この電気銅は、「スクラップのみを原料としている」と見なすことができ、鉱石の採掘等にかかる多量の燃料や電力などが不要なため、従来に比べ地球温暖化ガスの排出量が大幅に削減された電気銅と考えることができます。JX金属の試算によると、電気銅1 t当たりでは、約2~3 tの温室効果ガスの排出削減効果があります。これにより、パナソニックグループは従来よりもカーボンフットプリント(CFP)が大幅に低減された電気銅を安定的に調達し、銅製部品として製品に使用することができます。
今後、パナソニックは家電リサイクルを中心に銅スクラップの回収体制の強化、JX金属はリサイクル技術と管理体制の高度化を通じて、電気銅リサイクル比率の向上を推進します。両社は資源循環を共創するパートナーとして、サーキュラーエコノミーの実現に貢献していきます。
編集部の感想
- 使用済み家電からの資源の再利用は、持続可能な社会の実現に大きく貢献できる取り組みですね。

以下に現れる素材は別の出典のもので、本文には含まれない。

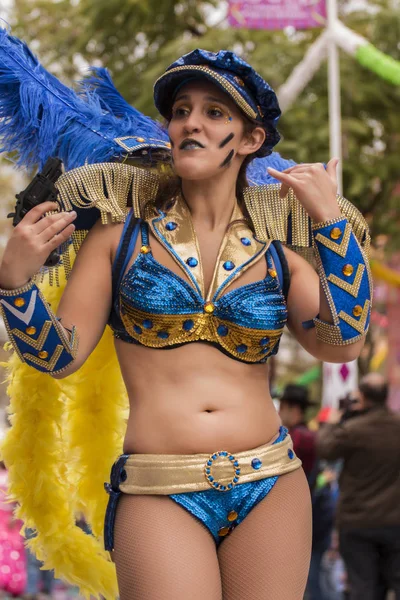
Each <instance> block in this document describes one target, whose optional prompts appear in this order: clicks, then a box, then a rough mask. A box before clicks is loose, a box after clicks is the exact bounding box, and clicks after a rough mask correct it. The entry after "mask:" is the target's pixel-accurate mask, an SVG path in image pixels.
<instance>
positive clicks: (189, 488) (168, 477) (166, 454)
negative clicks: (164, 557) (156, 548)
mask: <svg viewBox="0 0 400 600" xmlns="http://www.w3.org/2000/svg"><path fill="white" fill-rule="evenodd" d="M300 466H301V460H300V459H299V458H298V457H297V456H296V455H295V453H294V451H293V443H292V439H291V437H290V435H287V436H286V437H285V439H284V440H282V441H281V442H278V443H276V444H265V445H263V446H260V447H259V448H254V449H253V450H247V451H245V452H237V453H236V454H232V453H230V452H228V451H227V450H219V451H217V452H214V453H213V454H211V455H209V454H184V455H179V454H132V455H131V456H129V458H128V459H127V461H126V463H125V467H124V470H125V472H122V473H121V480H122V481H121V483H120V485H119V489H120V490H121V491H122V492H123V493H125V494H156V495H169V494H179V493H183V492H199V491H202V490H209V489H210V488H213V489H216V490H218V491H220V492H227V491H229V490H231V489H232V488H233V487H235V486H236V485H238V484H240V483H248V482H249V481H257V480H258V479H265V478H266V477H274V476H276V475H283V474H284V473H289V472H290V471H294V470H296V469H298V468H299V467H300Z"/></svg>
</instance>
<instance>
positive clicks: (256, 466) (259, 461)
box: [251, 458, 262, 471]
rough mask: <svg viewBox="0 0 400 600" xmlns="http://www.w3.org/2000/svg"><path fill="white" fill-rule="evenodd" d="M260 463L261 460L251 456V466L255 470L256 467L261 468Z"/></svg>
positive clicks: (256, 467)
mask: <svg viewBox="0 0 400 600" xmlns="http://www.w3.org/2000/svg"><path fill="white" fill-rule="evenodd" d="M261 465H262V462H261V460H260V459H259V458H253V460H252V461H251V466H252V467H253V469H255V470H256V471H258V469H260V468H261Z"/></svg>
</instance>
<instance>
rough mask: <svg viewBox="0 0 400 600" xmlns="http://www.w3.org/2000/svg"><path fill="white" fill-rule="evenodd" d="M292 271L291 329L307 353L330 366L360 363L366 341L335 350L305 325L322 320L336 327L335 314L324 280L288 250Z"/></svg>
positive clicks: (288, 263)
mask: <svg viewBox="0 0 400 600" xmlns="http://www.w3.org/2000/svg"><path fill="white" fill-rule="evenodd" d="M284 252H285V256H286V258H287V261H288V264H289V270H290V288H289V295H288V300H287V306H288V315H289V316H288V327H289V329H290V331H291V332H292V333H293V335H294V336H295V337H296V339H297V340H298V342H299V343H300V344H301V345H302V346H303V348H304V349H305V350H307V352H309V353H310V354H312V355H313V356H315V358H318V359H319V360H323V361H326V362H339V363H341V362H349V361H351V360H354V359H356V358H357V357H358V356H359V354H360V352H361V349H362V347H363V345H364V341H365V338H363V339H361V340H359V341H357V342H355V343H354V344H348V345H340V346H335V345H332V344H327V343H324V342H321V341H320V340H318V339H317V335H316V329H315V327H312V328H310V329H305V328H304V327H303V322H305V321H310V320H312V319H314V318H315V317H316V315H318V314H319V318H320V319H321V320H322V321H326V322H327V323H333V320H332V315H331V311H330V308H329V304H328V301H327V299H326V296H325V293H324V290H323V288H322V285H321V282H320V279H319V277H318V275H317V273H316V272H315V271H314V269H313V268H312V266H311V265H310V264H309V263H308V262H307V261H306V260H305V259H304V258H302V257H301V256H299V255H298V254H296V252H293V251H292V250H289V248H284Z"/></svg>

- 製造業と金属再資源化業界の連携によって、資源の循環利用が進むことに期待が持てます。
- カーボンフットプリントの削減効果も大きいので、脱炭素化の一助にもなりそうです。
編集部のまとめ
使用済み家電からの銅資源循環スキーム:パナソニックグループが共創についてまとめました
今回のニュースは、パナソニックグループとJX金属が連携して、使用済み家電から回収した銅スクラップを再資源化し、パナソニックの製品に再び活用する循環スキームを共創したことが大きな特徴です。
従来からパナソニックでは家電リサイクルに取り組んでおり、使用済み家電から回収した銅スクラップを製錬業者に売却してきましたが、再生電気銅の自社製品への使用量を正確に把握できていませんでした。そこで今回、JX金属の新しい銅製錬プロセスにおける原料から製品までの物量管理の仕組みを活用し、供給した銅スクラップ相当分の電気銅を確実に製品へ使用する取り組みを始めます。
この再生電気銅は、鉱石の採掘などに必要な燃料や電力が不要なため、温室効果ガス排出量を大幅に削減できる点が大きな特徴です。両社は今後も連携を深め、サーキュラーエコノミーの実現に貢献していくことが期待されます。
持続可能な社会の実現に向けて、製造業と資源循環産業の連携による資源の循環利用は重要な取り組みだと思います。使用済み家電から銅などの有用金属を回収し、それを製品に再利用していくこのスキームは、先進的な取り組みといえるでしょう。